After losing Game 7 of last year’s Stanley Cup Finals in deflating fashion on home ice, the Bruins came into this season looking to rebound from their heartbreaking ending, and rebound they sure did. By the time the regular season was finished, the Bruins stood as the only team to reach the 100 point mark in the standings, and secured their first Presidents Trophy since the 2013-2014 campaign. However, the team failed to win a game during the round robin phase of the playoffs, and have ended up as the #4 seed in the Eastern Conference playoff bracket.
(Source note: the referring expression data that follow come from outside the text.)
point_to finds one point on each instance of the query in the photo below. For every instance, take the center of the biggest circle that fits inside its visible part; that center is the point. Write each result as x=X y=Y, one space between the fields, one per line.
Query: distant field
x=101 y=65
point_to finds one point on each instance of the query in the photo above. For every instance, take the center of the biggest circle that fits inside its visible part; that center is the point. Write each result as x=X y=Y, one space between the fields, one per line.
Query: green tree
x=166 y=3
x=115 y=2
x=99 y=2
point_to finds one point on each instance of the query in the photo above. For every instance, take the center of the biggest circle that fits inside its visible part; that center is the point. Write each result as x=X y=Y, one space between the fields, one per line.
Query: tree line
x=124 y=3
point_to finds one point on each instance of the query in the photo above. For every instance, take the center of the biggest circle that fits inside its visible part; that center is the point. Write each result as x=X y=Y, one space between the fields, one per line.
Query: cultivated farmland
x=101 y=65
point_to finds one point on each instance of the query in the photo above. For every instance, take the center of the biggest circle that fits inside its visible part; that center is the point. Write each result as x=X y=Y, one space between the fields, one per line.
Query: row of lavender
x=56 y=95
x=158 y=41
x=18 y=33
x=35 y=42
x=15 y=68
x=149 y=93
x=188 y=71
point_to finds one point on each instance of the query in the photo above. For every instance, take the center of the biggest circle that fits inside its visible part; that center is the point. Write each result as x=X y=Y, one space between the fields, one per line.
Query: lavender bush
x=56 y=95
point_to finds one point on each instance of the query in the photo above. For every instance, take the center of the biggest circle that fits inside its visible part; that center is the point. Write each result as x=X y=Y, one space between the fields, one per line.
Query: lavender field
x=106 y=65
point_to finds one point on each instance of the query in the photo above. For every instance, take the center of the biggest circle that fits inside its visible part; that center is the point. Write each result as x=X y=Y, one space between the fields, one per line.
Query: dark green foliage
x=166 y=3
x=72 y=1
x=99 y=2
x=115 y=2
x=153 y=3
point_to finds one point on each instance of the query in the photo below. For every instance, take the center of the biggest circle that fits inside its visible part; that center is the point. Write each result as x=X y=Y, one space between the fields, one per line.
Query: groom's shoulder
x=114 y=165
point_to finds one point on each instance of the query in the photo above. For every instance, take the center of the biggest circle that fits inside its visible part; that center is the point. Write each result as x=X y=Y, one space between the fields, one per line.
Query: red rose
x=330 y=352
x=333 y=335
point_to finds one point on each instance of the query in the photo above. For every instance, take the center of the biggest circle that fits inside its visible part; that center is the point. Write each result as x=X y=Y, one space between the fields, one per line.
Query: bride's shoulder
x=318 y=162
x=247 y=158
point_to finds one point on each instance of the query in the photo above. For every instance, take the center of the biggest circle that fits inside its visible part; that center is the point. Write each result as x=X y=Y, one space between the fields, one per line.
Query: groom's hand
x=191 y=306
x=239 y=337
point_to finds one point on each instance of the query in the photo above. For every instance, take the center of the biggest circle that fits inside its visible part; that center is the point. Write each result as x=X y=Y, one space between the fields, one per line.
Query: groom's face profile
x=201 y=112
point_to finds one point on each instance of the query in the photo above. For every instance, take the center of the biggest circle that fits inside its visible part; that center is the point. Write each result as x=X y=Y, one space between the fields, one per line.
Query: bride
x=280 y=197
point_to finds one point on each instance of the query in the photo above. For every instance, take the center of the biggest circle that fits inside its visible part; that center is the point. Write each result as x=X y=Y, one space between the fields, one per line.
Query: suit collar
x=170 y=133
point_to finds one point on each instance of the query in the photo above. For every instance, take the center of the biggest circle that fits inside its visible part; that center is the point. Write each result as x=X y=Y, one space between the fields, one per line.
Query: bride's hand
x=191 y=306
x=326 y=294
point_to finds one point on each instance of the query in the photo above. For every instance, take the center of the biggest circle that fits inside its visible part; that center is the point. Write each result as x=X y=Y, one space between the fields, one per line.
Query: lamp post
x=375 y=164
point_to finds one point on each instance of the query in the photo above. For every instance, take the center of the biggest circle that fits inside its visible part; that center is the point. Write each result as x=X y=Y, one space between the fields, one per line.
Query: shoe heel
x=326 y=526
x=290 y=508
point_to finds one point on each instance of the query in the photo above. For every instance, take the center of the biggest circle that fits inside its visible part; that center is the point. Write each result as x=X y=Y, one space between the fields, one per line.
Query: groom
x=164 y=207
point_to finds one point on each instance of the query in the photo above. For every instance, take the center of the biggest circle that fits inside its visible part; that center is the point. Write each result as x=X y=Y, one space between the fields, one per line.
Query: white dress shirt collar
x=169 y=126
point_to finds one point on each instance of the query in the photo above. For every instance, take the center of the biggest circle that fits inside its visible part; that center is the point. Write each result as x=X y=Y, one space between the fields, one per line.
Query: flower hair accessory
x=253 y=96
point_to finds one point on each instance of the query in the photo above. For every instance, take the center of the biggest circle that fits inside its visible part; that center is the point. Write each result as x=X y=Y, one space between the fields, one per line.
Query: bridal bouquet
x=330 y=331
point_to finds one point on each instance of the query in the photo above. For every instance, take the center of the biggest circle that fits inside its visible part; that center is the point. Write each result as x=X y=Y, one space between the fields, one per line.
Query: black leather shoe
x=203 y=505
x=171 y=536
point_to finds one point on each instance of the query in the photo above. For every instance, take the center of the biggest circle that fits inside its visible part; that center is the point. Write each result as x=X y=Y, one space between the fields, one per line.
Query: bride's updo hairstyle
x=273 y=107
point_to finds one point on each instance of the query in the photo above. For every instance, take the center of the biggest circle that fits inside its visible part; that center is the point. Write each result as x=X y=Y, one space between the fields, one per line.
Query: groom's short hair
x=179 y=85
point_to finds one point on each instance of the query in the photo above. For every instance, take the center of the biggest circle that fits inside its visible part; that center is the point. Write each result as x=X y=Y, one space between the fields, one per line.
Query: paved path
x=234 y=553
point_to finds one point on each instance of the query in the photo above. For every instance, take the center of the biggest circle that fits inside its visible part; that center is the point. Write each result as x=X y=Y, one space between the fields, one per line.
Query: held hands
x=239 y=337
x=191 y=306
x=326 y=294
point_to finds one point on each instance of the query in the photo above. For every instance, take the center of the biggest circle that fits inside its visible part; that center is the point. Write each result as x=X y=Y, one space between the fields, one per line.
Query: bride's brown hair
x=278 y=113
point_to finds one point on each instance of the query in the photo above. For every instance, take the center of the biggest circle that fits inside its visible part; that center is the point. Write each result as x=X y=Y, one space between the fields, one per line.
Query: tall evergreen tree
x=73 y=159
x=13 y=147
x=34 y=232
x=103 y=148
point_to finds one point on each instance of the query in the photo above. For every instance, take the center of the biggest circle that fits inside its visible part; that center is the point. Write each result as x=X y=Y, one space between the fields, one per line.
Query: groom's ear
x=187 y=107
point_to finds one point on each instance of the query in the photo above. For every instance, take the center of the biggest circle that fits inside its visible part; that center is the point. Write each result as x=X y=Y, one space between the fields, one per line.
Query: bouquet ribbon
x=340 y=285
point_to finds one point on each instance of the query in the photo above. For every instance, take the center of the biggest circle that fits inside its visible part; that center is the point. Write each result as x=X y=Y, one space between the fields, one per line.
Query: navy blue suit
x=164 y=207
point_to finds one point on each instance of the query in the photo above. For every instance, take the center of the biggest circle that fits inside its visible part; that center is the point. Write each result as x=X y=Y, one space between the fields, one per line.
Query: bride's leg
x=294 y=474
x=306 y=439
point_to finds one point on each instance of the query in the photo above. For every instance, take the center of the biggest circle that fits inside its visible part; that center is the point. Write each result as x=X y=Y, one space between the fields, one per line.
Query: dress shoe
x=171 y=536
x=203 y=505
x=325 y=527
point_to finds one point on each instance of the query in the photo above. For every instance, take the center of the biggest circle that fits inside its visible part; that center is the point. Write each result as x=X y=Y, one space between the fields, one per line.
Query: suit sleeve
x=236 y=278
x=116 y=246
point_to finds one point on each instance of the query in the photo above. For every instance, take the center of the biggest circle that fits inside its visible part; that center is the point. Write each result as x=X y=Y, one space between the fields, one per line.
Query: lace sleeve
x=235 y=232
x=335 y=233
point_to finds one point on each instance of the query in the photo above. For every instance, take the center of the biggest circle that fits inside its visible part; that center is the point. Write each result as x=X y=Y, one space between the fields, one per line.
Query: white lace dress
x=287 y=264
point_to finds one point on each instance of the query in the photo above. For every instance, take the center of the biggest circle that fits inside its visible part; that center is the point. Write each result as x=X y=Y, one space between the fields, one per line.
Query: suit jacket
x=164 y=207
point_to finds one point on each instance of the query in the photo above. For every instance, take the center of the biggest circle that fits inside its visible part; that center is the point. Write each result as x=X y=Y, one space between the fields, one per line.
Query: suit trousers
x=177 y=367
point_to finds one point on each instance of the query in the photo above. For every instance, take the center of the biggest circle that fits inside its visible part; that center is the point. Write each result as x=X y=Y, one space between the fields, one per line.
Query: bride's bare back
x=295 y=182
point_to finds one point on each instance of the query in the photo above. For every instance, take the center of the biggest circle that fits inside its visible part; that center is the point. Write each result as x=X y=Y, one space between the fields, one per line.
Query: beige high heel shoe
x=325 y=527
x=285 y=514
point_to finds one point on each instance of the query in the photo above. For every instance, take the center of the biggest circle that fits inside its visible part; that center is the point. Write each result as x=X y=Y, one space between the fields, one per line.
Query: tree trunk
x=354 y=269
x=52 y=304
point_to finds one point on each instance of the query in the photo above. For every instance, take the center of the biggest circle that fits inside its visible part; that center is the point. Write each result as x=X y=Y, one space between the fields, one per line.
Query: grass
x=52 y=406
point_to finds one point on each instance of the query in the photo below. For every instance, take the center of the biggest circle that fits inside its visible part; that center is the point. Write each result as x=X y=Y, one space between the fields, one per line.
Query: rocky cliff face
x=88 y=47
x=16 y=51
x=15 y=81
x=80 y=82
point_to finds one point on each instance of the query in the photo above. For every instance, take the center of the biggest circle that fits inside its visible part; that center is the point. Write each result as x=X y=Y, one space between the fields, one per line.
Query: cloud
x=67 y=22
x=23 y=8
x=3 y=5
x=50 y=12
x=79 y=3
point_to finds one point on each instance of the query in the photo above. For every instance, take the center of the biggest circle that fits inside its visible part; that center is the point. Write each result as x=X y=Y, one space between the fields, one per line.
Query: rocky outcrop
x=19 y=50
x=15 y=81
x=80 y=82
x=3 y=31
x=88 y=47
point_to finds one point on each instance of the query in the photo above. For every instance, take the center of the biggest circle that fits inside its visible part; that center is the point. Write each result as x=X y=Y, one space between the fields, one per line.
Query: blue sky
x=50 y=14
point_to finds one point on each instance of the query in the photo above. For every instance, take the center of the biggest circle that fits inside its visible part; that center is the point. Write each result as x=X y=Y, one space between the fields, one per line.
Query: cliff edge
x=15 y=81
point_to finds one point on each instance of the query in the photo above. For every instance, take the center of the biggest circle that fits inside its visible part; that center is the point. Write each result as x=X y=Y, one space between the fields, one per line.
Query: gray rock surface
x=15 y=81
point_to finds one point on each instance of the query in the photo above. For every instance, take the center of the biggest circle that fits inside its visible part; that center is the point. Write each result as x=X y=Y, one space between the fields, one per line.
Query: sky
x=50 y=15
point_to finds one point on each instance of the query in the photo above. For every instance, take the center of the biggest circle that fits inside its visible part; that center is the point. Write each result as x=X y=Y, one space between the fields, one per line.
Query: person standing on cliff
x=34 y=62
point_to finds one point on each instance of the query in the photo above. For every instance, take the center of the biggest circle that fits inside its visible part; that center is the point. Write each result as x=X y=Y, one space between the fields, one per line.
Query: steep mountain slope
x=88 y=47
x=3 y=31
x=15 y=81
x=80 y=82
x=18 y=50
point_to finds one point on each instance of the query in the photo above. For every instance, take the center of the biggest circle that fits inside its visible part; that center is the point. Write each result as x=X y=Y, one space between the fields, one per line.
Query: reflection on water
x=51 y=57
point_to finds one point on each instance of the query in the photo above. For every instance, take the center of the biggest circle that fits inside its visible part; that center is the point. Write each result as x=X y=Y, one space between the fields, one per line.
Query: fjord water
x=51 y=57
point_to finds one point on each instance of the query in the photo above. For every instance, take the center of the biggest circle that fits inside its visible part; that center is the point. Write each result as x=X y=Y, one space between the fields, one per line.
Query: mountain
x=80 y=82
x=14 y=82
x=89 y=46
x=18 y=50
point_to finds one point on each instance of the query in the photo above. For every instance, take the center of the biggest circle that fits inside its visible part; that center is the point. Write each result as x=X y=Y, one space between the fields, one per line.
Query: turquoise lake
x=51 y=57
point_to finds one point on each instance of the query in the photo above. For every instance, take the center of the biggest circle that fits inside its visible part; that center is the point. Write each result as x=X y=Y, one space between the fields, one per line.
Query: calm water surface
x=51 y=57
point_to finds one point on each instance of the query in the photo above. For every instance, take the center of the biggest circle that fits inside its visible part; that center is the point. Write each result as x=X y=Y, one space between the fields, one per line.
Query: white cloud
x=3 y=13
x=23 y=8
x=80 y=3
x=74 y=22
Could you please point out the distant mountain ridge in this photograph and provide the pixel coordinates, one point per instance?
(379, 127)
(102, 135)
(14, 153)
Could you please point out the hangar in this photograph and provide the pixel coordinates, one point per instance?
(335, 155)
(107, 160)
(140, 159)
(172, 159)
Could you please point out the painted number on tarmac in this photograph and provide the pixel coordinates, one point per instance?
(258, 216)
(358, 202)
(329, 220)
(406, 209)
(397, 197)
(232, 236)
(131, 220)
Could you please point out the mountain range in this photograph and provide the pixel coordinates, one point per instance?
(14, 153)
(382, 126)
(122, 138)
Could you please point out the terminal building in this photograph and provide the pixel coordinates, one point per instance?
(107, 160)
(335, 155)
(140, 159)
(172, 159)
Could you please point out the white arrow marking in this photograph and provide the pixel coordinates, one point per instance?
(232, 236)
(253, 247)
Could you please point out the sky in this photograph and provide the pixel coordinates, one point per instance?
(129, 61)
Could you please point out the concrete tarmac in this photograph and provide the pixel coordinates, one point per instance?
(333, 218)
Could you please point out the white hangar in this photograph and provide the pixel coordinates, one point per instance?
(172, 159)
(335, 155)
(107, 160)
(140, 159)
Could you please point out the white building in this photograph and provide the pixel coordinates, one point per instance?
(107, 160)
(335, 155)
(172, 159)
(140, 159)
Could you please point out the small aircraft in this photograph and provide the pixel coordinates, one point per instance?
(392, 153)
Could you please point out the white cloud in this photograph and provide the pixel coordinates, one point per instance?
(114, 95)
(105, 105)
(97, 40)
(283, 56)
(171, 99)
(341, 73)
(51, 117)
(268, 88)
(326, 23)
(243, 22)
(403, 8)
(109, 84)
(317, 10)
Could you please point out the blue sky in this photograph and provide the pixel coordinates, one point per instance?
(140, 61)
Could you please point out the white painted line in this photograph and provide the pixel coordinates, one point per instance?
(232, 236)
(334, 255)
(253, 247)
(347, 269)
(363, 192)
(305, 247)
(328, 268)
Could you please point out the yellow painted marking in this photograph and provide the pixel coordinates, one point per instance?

Much like last year, Boston’s superstar players were the driving force behind their success. David Pastrnak broke out to the tune of a 48 goal season to tie with Alex Ovechkin for the league lead, Brad Marchand continued his ascent to superstardom, and Charlie McAvoy and Torey Krug led Boston’s back end attack. The trade deadline acquisitions of Nick Ritchie and Ondrej Kase helped shore up the team’s questionable forward depth, and the Bruins have settled in as one of the deepest teams in the league. Former Blueshirt defender John Moore has settled in as a spare part on the team, but he serves as the only connection between the two squads.
Tampa Bay Lightning
The Lightning rolled into the 2019 playoffs as one of the best teams the NHL had seen since the days of the Detroit Red Wings trotting out lineups that had more future Hall of Famers than not on them. A 62 win regular season turned into a nightmare postseason journey that ended nearly as soon as it started. Jon Cooper’s squad was swept out of the playoffs by the Columbus Blue Jackets, and the shocking result gave way to one of the most odd end of season acknowledgements a team has made in professional sports:
We don’t have any words and we know you don’t want to hear them.— Tampa Bay Lightning (@TBLightning) April 17, 2019
We understand your anger, your frustration, your sadness. Everything you’re feeling – we get it.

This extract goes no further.